No hay nadie ya al otro lado
de la noche.
El grito usual del pájaro se
llevó su herida a otros follajes.
No llores, no te culpes:
nada podías hacer por esa
estrella
que se apagó en silencio íntimo y rojizo.
Guárdate de llorar en entreactos,
el drama esconde largos
soliloquios,
preguntas que responderá tu
eco en las paredes,
y nadie más;
y peldaños que terminan
donde empieza el abismo,
donde no hay más baranda,
ni quedan huellas…
Y cuando al alba le duelan
de nuevo una campana
y el gallo que no se hizo
oír,
te acordarás de ayer a
mediodía,
del viento enhebrando aún el tierno espectro en el humo
que soltaron por fin los
dedos helados del crematorio;
y de la llave trémula, tu
mano
tentando el picaporte,
y la casa vacía para
siempre
de esa voz que se ha ido,
que en vano buscarás en otra
habitación…
Cambian los fatuos
decorados,
los harapos del rey,
quien le pidió prestada por
un rato
la dentadura postiza a su
bufón.
Retroceden y avanzan,
las marcas y la peste:
cuando ganan, pierden,
cuando pierden, ganan.
Muerden el polvo, invocan y
alardean
el mortero, la torre, el
estandarte,
el festín de los osos y los
héroes;
mientras ese guerrero de
broncíneos bíceps
abandona su escudo entre los
matorrales
a la espera de un carro
tatuado de gitanos…
Cambia la torpe canción de
los marineros felices,
que probaron, muy lejos, el
vino de la orgía
y la náusea azulada de la
locura,
hasta perder las ganas de
volver,
hasta perder su lengua entre
otros labios
y callar el secreto…
Podrán ser otros la
vacilante nave y el reino,
los naipes y la sal que
seque el campo
rojo y desierto,
el precio a que te compren y
te vendan,
la recompensa que anuncia “Buscado por suicida”,
y la trampa del foso debajo
de la escena,
y tú ahí, siempre sonriendo,
lo perfido assassin, che poi ch’ è fitto
richiama lui, per che la morte cessa… [1]
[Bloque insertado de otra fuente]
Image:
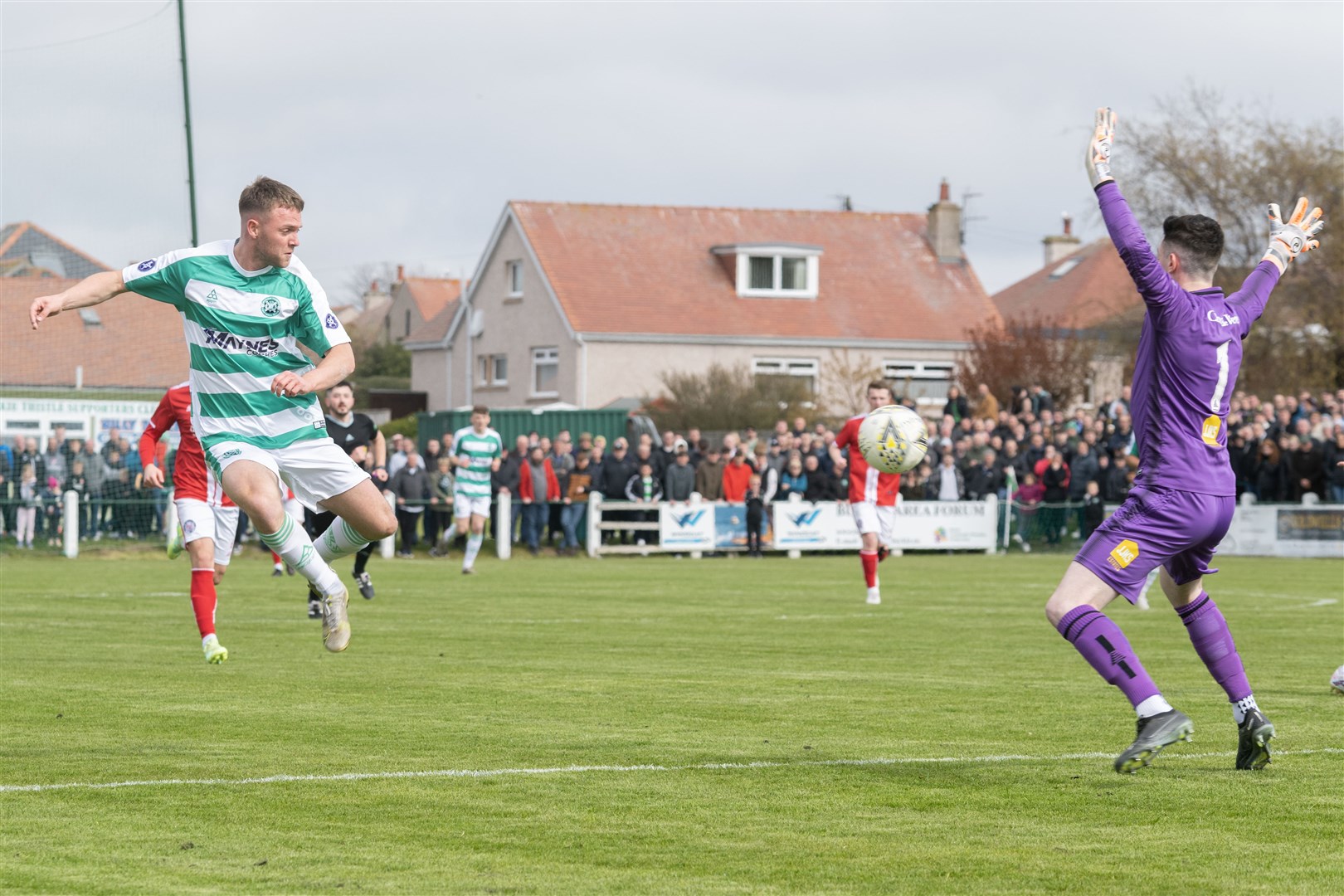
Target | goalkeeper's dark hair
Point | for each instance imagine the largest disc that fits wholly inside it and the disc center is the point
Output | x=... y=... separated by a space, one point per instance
x=265 y=193
x=1196 y=240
Pero la cara quiere un día
ser el rostro,
y el ombligo, otra vez, el
primer nudo.
Entonces no habrá lugar para
fingir un mutis,
porque el foro será también
las tablas,
y en el revés de tu soborno
desahuciado y ridículo
estampará un gargajo el
dramaturgo:
lo mismo ceca o cara,
lo mismo cara o ceca.
Muy tarde será
entonces,
y lo demás, palabras,
espejos que traicionan
nuestro enigma recóndito,
malentendido siniestro y
tartamudo
entre idiotas que juegan a
entenderse…
Como máscara de yeso nos
consuela
la mentira que se arrancó
los ojos.
Somos tristes fantasmas
esquivando fantasmas aun más
tristes,
espías trasnochados de
nuestra propia sombra.
Sólo cuando tomamos el
camino
que no esperaba Dios,
nos susurra el Destino, “Sigue… sigue…”,
desnudos, sin origen,
presintiendo la meta en cada
paso,
y en cada paso, el riesgo de
algún caos incógnito,
de algún remoto exilio acá a
la vuelta.
Eco promiscuo somos,
obsceno sucedáneo,
de quien debimos ser pero
faltó el coraje…
No habrá más nadie ahí
para encender un fósforo al
final;
solamente el silencio
que nos dejó esa estrella
cansada,
y un pájaro en el suelo.
Sólo una mueca,
y miel salvaje en la boca,
y el corazón que aprieta más
y más un cactus,
adentro, bien adentro.
Y las gradas vacías
de un Epidauro abandonado y
quieto
donde un ciprés recorta a
contraluz
esta broma macabra, nuestra
vida,
este sueño capcioso de otra
máscara.
GUSTAVO ARITTO
[1] (“Yo estaba como el fraile que confiesa ) / al pérfido asesino que,
metido en el foso, / lo llama para retardar la muerte.”, Inferno, XIX, 49-51.
Poema incluido en LA ESPIRAL DE FUEGO. Siete palimpsestos del caos, Bs. As., 2008.